Published On July 1, 2016 | By Haydon Benfield | Albums, Music

Consilience started out in 2011 as just Tasy Hudson playing synthesiser, guitar, and using a loop pedal.  Hudson soon realised that her music would be better conveyed via a more conventional band arrangement, and so Louis Mendez, Dylan Howard and Aidan Lucas-Buckland were inducted into the band and late 2014 saw the release of the Walking Through a Dead Night EP.  Now, a little over 18 months later the group, from Edmonton, Alberta, are releasing their début album, Under Our Beds.  For Under Our Beds Hudson has once again taken centre stage, and demonstrated her musical chops, by providing most of the instrumentation herself.

Consilience - Under Our BedsThree of the album’s tracks – Grim, Home Soon, and Walking Through a Dead Night – are reworkings of songs from that first EP.  The changes to these songs is more than cosmetic, yet less than structural.  Grim has its reverb soaked, post-rock, guitar replaced by a more controlled, though still textured, synth part which is suitably dark and heavy at the songs commencement, as fits the lyrics – “grin and bear it/trust that when you fall asleep/you’ll wake/in the morning”.  Simplifying the bass line for this track seems like a poor decision, but the synth and drums lend a reasonable punch to the song, and overall the transposition from indie infused post-rock to dark dream-pop is compellingly executed.

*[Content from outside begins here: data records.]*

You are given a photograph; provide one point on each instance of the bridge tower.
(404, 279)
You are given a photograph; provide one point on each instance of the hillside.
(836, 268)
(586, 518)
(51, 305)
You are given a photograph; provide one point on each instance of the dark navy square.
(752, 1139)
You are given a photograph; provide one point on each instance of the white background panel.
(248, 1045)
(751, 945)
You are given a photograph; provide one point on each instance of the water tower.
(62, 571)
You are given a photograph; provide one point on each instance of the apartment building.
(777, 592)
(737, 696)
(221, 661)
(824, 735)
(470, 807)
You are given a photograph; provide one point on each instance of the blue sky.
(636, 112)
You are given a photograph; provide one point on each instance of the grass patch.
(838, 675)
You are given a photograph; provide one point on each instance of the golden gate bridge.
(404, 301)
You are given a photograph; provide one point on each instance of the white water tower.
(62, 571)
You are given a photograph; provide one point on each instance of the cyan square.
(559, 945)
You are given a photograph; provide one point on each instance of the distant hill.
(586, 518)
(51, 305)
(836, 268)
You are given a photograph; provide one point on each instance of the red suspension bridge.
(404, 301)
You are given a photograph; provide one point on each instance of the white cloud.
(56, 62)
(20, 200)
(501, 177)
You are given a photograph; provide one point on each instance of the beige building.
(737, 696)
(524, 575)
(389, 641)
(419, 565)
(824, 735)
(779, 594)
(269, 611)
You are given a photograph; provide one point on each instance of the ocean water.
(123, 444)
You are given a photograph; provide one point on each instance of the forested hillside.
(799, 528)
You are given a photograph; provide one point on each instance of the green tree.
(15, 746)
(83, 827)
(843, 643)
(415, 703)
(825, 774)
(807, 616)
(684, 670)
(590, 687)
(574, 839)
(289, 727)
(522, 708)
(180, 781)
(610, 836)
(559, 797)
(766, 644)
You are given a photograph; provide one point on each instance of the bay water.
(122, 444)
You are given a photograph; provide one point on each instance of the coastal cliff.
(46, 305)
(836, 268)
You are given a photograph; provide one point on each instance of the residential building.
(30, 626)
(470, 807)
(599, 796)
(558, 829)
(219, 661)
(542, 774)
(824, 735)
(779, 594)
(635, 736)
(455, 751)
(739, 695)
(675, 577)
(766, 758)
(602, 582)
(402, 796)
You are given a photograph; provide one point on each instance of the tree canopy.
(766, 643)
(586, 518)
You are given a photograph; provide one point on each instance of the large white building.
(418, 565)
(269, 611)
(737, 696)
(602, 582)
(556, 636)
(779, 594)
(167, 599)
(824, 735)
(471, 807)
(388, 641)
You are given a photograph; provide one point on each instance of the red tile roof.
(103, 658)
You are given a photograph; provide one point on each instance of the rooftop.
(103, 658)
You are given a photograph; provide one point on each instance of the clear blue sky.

Home Soon is taken out of the garage and put into the studio, with piano replacing gritty guitar with sweet and airy melodies, while bass and drums are pushed back into the mix, leaving the track feeling more “adult”.  A similar effect is achieved on Walking Through a Dead Night, which here undercuts its upbeat musicality with patches of downbeat strings.  As is ebbs and flows, Sober proves surprisingly catchy, with Hudson providing vocal syncopations over the chorus’ twisting melody.  It is a strong composition that charms over multiply listenings.  Lead single, Soft and Slow, adds a decent dollop of quirk to proceedings by shifting its musical approach repeatedly.  It is an interesting choice of song to represent the album.

Throughout Under Our Beds Hudson proves to be a talented musician, with her voice well suited to the dream-pop and indie-rock that Consilience produce, but it is difficult to see why she chose to be so hands on with this release.  Grim, Home Soon, and Walking Through a Dead Night, were interesting and complete in their original form, and while these new adaptations are good in their own right they are also unnecessary, and in many ways lacking for the absence of other musical voices.  Which proves to be Under Our Beds Achilles’ heel, with the album’s dream-pop vibe becoming monotonous by the record’s end.